Comparison with and implications for the FC Rad Diag(SA)
The CMSA website defines the current unifying appeals process for the constituent colleges.4
Conclusion
The format of the FC Rad Diag(SA) remains closely aligned with that of the FRCR. The FC Rad Diag(SA) and the FRCR currently face similar challenges. The following are recommended.
Examiner resources
Initiate a system to ensure long-term, continuous, active involvement of all South African academic radiologists, as well as representatives of the special interest groups of the Radiological Society of South Africa, in the CR examination processes.
Constitute formal Examination Boards, with fixed-term appointments, for each component of the FC Rad Diag(SA).
Examination format
- Part I Physics: Convert to a SBA format.
- Part II Written: Convert to a hybrid system of short answers and SBAs.
Examination content
Ensure careful blueprinting of each component of the FC Rad Diag(SA) and close alignment of examination content with the published curriculum. Develop a central repository of examination material for each component of the examination.
Marking procedures
Revise mark allocations in the long case and oral components, in line with international best practice.
Post hoc analysis
Once appointed, examination boards should be responsible for the conduct of formal, post hoc analysis of each component of the examination process, utilising standard software packages.
Candidate feedback
Once appointed, examination boards should introduce a sustainable system for candidate feedback, thereby allowing candidates to address deficiencies.

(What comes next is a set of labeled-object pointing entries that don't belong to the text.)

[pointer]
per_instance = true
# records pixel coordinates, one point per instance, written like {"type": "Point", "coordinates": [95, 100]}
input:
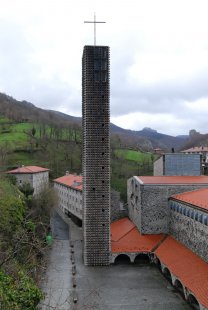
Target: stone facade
{"type": "Point", "coordinates": [189, 225]}
{"type": "Point", "coordinates": [148, 204]}
{"type": "Point", "coordinates": [96, 155]}
{"type": "Point", "coordinates": [118, 209]}
{"type": "Point", "coordinates": [69, 195]}
{"type": "Point", "coordinates": [178, 164]}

The precise mechanism of candidate feedback will vary across the various components of the examination.
In-course assessment
Strengthen and formalise institution-based workplace assessment, supervisor reports and an annual review of competence progression.
Acknowledgements
Competing interests
The authors declare that they have no financial or personal relationships that may have inappropriately influenced them in writing this article.
Authors’ contributions
R.P., Z.L. and C.d.V. conceived the project and collected and collated all data. R.P. drafted the initial manuscript with editorial contributions by Z.L. and C.d.V.